For the three-month period ended December 31, 2024, as compared to the same period of 2023:
•
Total revenue of approximately $200 million, an increase of 29%

•
Reported approximately 57,300 oncology clinical tests (excluding Shield) and approximately 11,050 biopharma tests, an increase of 24% and 16%, respectively

•
Reported approximately 6,400 Shield screening tests, with revenue of approximately $4 million

Full year 2024 preliminary unaudited financial results

For the twelve-month period ended December 31, 2024, as compared to the same period of 2023:

•
Total revenue of approximately $737 million, an increase of 31%

•
Reported approximately 206,700 oncology clinical tests (excluding Shield) and approximately 40,500 biopharma tests, an increase of 20% and 35%, respectively

Preliminary unaudited free cash flow was approximately negative $84 million for the fourth quarter of 2024, and approximately negative $275 million for the full year 2024. Cash, cash equivalents, restricted cash and marketable debt securities were $944 million as of December 31, 2024.

"2024 was an outstanding year for Guardant.

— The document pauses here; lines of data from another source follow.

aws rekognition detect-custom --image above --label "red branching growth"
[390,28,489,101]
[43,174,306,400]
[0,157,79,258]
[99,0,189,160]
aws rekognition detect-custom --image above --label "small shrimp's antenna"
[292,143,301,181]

We delivered key milestones across the portfolio and completed the upgrade of Guardant360 LDT onto our Smart Liquid Biopsy platform. We finished the year strong with preliminary full year revenue growth of 31%, driven by strong clinical and biopharma revenue and increasing Guardant360 ASPs. Looking ahead, we believe we are well positioned to continue to drive growth in our oncology business," said Helmy Eltoukhy, co-founder and co-CEO.

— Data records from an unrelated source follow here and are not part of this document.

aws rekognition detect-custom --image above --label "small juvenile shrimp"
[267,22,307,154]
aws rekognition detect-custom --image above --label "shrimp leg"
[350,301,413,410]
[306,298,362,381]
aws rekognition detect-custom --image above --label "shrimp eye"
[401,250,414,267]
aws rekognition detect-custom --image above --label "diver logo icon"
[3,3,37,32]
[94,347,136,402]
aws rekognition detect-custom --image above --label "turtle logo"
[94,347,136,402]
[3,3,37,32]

"We are extremely pleased with the strong traction and support we saw in the first full quarter of commercial launch of Shield. Given this success, we are focused on rapidly growing our commercial infrastructure to capture the massive opportunity ahead. We look forward to achieving additional milestones in 2025 as we continue driving innovation and growth in our screening business," said AmirAli Talasaz, co-founder and co-CEO.

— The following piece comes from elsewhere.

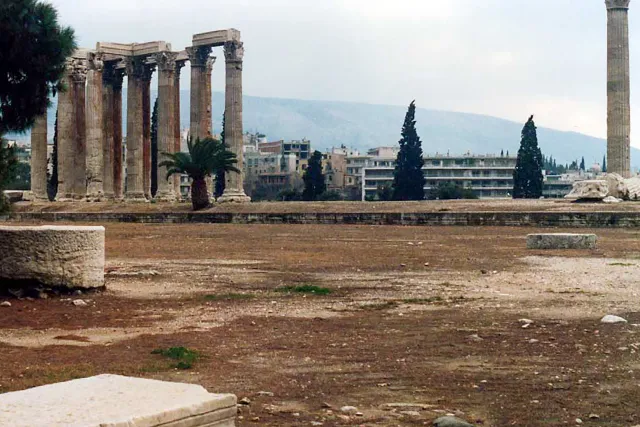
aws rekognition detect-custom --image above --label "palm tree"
[158,138,240,211]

Guardant Health has not completed preparation of its financial statements for the fourth quarter or full year of 2024. The revenue, test volumes and free cash flow presented in this release for the fourth quarter and the year ended December 31, 2024, are preliminary and unaudited and are thus inherently uncertain and subject to change as we complete our financial results. The company is in the process of completing its customary year-end close and review procedures as of and for the year ended December 31, 2024, and there can be no assurance that final results for this period will not differ from these estimates. During the preparation of Guardant Health’s consolidated financial statements and related notes as of and for the year ended December 31, 2024, the company’s independent registered public accountants may identify items that could cause final reported results to be materially different from the preliminary financial estimates presented herein.

Upcoming events

Guardant Health plans to report its fourth quarter and full year audited financial results for the period ended December 31, 2024, during its February 2025 earnings call.